La Cour de justice de l’Union européenne, par un arrêt rendu le 15 septembre 2016, tranche une question relative au système commun de taxe sur la valeur ajoutée. Un grossiste en textiles a déduit la taxe payée en amont sur le fondement de décomptes de commissions et de factures publicitaires. Ces documents ne mentionnaient toutefois pas le numéro d’identification fiscale des prestataires concernés lors de leur émission initiale. Une administration fiscale a procédé à un contrôle sur place entre les mois de février et de mai de l’année 2013. Elle a rejeté les déductions pratiquées pour les années 2008 à 2011 au motif que les factures originales étaient irrégulières. Le tribunal des finances du Land de Basse-Saxe, par une décision du 3 juillet 2014, a alors interrogé la juridiction européenne. Les juges doivent déterminer si le droit de l’Union s’oppose à une réglementation nationale excluant l’effet rétroactif de la rectification d’une facture. La Cour décide que les dispositions européennes font obstacle à une pratique nationale refusant la déduction au titre de l’année de l’établissement initial de la facture. Cette solution repose sur la primauté des conditions de fond (I), tout en imposant une limite stricte au formalisme fiscal (II).

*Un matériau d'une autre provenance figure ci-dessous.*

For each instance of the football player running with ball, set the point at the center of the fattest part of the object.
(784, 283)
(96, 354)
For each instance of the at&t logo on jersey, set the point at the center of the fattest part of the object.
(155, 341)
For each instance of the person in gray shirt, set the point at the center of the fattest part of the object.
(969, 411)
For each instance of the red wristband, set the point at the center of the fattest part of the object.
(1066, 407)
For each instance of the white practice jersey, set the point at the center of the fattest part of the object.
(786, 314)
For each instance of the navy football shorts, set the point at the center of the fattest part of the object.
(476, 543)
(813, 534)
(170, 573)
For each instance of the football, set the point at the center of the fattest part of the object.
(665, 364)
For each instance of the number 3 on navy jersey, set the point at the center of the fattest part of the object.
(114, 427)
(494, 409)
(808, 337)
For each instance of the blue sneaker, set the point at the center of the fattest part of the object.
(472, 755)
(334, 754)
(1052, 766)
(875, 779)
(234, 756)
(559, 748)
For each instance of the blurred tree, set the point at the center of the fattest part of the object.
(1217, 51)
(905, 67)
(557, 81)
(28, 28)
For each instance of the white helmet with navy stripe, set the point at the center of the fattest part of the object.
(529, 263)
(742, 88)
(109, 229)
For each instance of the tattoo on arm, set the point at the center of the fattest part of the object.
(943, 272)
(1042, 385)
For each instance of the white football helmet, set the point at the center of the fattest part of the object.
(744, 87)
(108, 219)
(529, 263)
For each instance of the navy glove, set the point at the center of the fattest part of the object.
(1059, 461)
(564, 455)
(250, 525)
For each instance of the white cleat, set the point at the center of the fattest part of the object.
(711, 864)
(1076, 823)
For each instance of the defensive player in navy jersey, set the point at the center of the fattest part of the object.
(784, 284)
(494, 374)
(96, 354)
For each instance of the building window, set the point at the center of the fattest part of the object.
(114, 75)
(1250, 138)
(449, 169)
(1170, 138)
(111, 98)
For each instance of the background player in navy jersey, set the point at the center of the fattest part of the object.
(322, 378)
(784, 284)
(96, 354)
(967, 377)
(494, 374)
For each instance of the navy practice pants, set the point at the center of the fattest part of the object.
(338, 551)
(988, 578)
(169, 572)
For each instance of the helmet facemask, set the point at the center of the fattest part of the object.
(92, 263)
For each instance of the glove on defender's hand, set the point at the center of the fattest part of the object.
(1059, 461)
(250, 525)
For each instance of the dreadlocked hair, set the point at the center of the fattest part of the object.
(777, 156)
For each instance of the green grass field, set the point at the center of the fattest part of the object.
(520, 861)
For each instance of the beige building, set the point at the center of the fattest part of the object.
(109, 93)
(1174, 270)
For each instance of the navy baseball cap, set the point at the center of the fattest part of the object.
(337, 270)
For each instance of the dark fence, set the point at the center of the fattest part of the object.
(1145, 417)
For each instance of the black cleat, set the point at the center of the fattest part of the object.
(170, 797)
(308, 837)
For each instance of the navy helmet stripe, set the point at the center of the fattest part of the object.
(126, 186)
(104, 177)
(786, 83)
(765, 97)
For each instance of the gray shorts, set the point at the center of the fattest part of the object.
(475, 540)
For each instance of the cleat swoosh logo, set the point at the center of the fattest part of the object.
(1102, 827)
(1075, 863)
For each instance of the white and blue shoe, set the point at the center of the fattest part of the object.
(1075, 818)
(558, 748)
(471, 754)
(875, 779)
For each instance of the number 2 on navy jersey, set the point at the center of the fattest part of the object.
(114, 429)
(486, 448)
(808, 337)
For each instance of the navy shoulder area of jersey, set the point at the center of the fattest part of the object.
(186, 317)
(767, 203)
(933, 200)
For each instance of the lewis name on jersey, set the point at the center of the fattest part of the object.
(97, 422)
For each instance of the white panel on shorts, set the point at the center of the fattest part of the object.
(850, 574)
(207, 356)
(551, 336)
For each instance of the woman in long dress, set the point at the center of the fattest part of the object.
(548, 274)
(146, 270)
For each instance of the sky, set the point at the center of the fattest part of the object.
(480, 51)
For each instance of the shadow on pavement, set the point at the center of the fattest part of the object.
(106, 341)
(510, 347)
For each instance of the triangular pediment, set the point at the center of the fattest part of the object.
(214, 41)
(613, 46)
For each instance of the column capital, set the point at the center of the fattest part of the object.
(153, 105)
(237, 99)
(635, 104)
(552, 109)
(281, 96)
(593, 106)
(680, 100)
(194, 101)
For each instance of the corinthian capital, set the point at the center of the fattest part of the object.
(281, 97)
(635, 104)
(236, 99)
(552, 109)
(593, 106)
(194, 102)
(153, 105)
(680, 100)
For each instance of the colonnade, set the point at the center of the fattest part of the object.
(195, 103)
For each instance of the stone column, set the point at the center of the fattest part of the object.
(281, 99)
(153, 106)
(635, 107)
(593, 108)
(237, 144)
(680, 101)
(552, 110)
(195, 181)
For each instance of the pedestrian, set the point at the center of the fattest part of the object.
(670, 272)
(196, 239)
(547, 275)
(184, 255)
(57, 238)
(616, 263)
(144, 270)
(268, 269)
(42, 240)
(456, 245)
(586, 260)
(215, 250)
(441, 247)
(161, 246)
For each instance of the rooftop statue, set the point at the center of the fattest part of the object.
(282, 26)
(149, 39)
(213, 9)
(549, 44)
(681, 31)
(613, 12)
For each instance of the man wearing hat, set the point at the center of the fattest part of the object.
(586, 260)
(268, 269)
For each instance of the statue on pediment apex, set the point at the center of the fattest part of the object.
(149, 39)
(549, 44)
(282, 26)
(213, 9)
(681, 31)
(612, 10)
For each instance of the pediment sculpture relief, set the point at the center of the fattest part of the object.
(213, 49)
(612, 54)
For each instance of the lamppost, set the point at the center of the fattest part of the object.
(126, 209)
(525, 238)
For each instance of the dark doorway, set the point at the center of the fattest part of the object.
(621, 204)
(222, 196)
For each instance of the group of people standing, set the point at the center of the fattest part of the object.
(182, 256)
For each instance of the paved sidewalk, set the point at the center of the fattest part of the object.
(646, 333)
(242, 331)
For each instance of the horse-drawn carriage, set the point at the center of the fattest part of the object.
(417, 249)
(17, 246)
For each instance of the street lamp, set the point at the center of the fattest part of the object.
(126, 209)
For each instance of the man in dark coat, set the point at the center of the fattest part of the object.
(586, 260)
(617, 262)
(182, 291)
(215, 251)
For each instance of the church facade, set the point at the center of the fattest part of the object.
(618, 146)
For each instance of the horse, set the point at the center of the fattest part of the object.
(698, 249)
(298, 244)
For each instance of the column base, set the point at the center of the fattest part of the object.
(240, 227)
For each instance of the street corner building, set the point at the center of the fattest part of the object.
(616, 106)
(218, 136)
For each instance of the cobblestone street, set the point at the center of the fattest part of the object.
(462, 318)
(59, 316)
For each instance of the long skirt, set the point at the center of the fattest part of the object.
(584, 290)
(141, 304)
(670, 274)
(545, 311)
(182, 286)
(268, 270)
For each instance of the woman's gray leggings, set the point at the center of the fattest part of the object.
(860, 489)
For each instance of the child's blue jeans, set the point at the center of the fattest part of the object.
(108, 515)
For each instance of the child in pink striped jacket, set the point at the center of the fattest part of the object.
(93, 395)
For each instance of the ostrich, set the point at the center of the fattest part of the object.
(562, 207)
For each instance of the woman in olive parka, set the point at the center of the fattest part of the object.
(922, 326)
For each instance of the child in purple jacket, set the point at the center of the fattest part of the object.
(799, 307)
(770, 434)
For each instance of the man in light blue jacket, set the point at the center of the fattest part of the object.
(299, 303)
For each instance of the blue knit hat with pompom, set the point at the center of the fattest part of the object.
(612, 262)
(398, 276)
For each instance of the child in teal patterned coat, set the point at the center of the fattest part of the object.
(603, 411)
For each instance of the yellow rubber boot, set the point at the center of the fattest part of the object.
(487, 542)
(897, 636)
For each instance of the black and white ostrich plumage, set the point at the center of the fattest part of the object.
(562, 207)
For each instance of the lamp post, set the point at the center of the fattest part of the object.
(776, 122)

I. La primauté des conditions matérielles sur le formalisme administratif
A. Le caractère fondamental du droit à déduction de la taxe
Le droit de déduire la taxe due pour les biens acquis constitue un principe fondamental du système commun mis en place par le législateur européen. Ce mécanisme vise à soulager entièrement l’entrepreneur du poids de la taxe sur la valeur ajoutée acquittée dans le cadre de ses activités économiques. La neutralité fiscale garantit que la charge fiscale ne repose pas sur l’assujetti si ses opérations sont elles-mêmes soumises à cet impôt indirect. La Cour rappelle que ce droit fait partie intégrante du dispositif et ne peut, en principe, être limité par les États membres. L’exigence de neutralité impose que l’assujetti puisse déduire immédiatement la totalité des taxes ayant grevé ses opérations effectuées en amont.
B. La distinction entre les exigences de fond et les conditions formelles
La naissance du droit à déduction est subordonnée à la réunion de conditions matérielles précises énumérées par la directive de l’année 2006. L’intéressé doit avoir la qualité d’assujetti et utiliser les biens ou services pour les besoins de ses propres opérations taxées en aval. Parallèlement, l’exercice de ce droit exige la détention d’une facture mentionnant obligatoirement certaines informations comme le numéro d’identification à la taxe sur la valeur ajoutée. Les juges soulignent cependant que « la détention d’une facture comportant les mentions prévues constitue une condition formelle et non pas une condition de fond ». La méconnaissance d’une exigence de forme ne saurait donc remettre en cause le bénéfice de la déduction si les conditions matérielles sont satisfaites.
II. L’admission de l’effet rétroactif de la rectification des factures
A. La consécration de la portée rétroactive de la correction documentaire
La directive prévoit explicitement la possibilité de modifier une facture initiale par tout document complémentaire y faisant référence de façon spécifique et non équivoque. La Cour affirme que la réglementation européenne s’oppose à ce que la rectification d’une mention obligatoire ne produise pas un effet rétroactif. Reporter l’exercice du droit à déduction à l’année de la rectification reviendrait à ignorer la date à laquelle la taxe est devenue exigible. Les juges précisent que le droit doit être exercé au titre de la période au cours de laquelle la livraison des biens a été effectuée. L’effet ex tunc de la correction permet ainsi de maintenir la cohérence temporelle entre le fait générateur de la taxe et son imputation.
B. La protection de la neutralité fiscale face aux sanctions disproportionnées
Les États membres restent compétents pour prévoir des sanctions en cas de non-respect des obligations formelles relatives à l’exercice du droit à déduction. Toutefois, ces mesures nationales ne doivent jamais aller au-delà de ce qui est nécessaire ni remettre en cause la neutralité de l’imposition. La Cour considère que le refus de l’effet rétroactif, entraînant l’application d’intérêts de retard, constitue une charge fiscale contraire au système commun. Des sanctions alternatives, telles que l’infliction d’une amende proportionnée à la gravité de l’infraction, seraient suffisantes pour atteindre les objectifs de contrôle. La protection du principe de neutralité interdit ainsi qu’une simple erreur administrative prive durablement l’assujetti du bénéfice immédiat de sa créance fiscale.